A hidden tunnel complex that formed Britain's first line of defence in World War II opened to the public this week after six decades buried as a forgotten time capsule.
Standing at the clifftop entrance, tour guide Gordon Wise looked across the busy Channel.
"You can actually see France, 21 miles (34 kilometres) away, just 70 seconds flying time for a shell," he said as he surveyed the lights, buildings and beaches visible on the other side.
"You get some idea that this was really the frontline. This was where the defence of Britain had to start."
The tunnel network, 75 feet (23 metres) down inside the chalk cliffs, supported the 185 troops and their four officers who manned three gun batteries and slept in bunks.
The digging began after prime minister Winston Churchill visited Dover in July 1940 and was enraged to see enemy German ships sailing unopposed through the straits between Britain and Nazi-occupied France.
The Fan Bay Deep Shelter tunnels were constructed within 100 days.
The 3,500 square feet (325 square metres) of tunnels were abandoned in the 1950s and filled in with debris in the 1970s. Only a metal cover plate on the grassy clifftop gave any clue as to what lay beneath.
- Trap door into the past -
The National Trust conservation body rediscovered the shelter after purchasing this section of the cherished cliffs in 2012, and began a mission to revive the tunnels.
Fifty volunteers -- Wise among them -- spent 3,000 hours over 18 months removing by hand the 100 tonnes of rubble tipped down the surface entrance.

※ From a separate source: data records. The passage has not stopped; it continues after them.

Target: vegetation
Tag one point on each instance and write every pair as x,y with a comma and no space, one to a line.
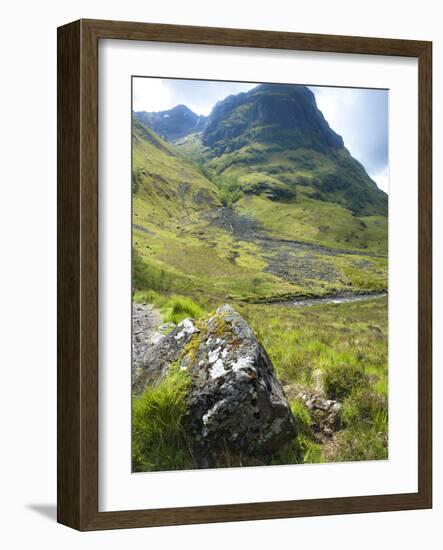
326,233
158,442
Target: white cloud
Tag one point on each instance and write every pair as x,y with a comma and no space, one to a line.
150,94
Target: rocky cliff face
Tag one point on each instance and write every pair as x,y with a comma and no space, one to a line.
235,402
270,113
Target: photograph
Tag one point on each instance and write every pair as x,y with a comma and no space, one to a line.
259,274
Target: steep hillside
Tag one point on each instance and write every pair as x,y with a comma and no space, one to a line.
186,241
275,142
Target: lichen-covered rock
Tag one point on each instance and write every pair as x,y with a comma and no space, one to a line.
235,402
157,359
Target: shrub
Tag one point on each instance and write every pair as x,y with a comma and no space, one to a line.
229,190
364,406
147,276
341,380
364,442
302,416
178,308
158,441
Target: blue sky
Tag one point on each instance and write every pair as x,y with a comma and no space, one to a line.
360,116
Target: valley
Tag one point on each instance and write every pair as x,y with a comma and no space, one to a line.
260,206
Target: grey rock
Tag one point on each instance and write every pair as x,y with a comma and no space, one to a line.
157,358
235,402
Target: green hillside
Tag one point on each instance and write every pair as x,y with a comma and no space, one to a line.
187,242
261,207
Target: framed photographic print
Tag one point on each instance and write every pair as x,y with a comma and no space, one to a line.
244,275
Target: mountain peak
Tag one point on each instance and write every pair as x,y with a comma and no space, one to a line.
172,123
270,113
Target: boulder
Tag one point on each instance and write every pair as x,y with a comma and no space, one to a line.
235,402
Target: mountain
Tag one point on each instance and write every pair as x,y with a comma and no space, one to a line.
274,140
270,113
173,123
260,200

"It's an important piece of wartime heritage and it's also a piece of forgotten history," said Jon Barker, the site's project manager.
"The story of the cross-Channel guns was largely forgotten," he told AFP.
Some 125 steps down, the tunnels are damp with condensation due to the moist, warm summer air. They smell of the creosote on the wooden support beams.
The tunnels are lined with rusting corrugated steel arching, some of which was removed for scrap in the 1950s, revealing the fossil-filled pristine white chalk behind it.
The temperature remains a cool 54 degrees Fahrenheit (12 degrees Celsius) all year round.
"Today the tunnels are abandoned, they feel quite spacious and they're very quiet," said Barker.
"But during the 1940s, it would have been an extremely busy place. It would have been quite hot, noisy and smelly."
- Saucy graffiti -
The project's volunteers found abundant traces of the long forgotten soldiers' lives.
Cigarette packets, telegrams, improvised clothes hooks, football betting coupons and rifle rounds were discovered, while a copy of "The Shadow on the Quarterdeck," a 1903 raunchy naval adventure, had been stashed on top of an air duct.
The chalk walls are etched with graffiti, usually the names of troops, such as "Nobby Clark 7/11/42."
Elsewhere there is a game of noughts and crosses, a tiny carved face, and some bawdy graffiti on bricks from the latrines, making light of the lack of toilet paper.
"Parade is due I dare not linger / here goes I'll use my finger," reads one example.
Later graffiti carvers left their mark, including adventurous cavers and locals. "Nick and Julie" snuck inside for many enjoyable visits in the 1970s.
"It was very difficult and dangerous to get in. Because of that, it's kept the tunnels in fantastic condition, which is why they're a time capsule from the 1940s," said Barker.
The dig also uncovered two rare World War I acoustic mirrors built into the cliff face.
Before the advent of radar, the 15-foot (4.6-metre) diameter concave sculptures concentrated sound waves and gave an early warning on the direction of incoming aircraft, shipping and enemy fire.
Hosted by volunteer enthusiasts, a torchlit guided visit down the tunnels costs £10 ($15.50, 14 euros).
Telephones from the 1940s connect the shelter to the surface. The handset in the tunnel suddenly rings and a jovial volunteer answers, "Hello? Winston?"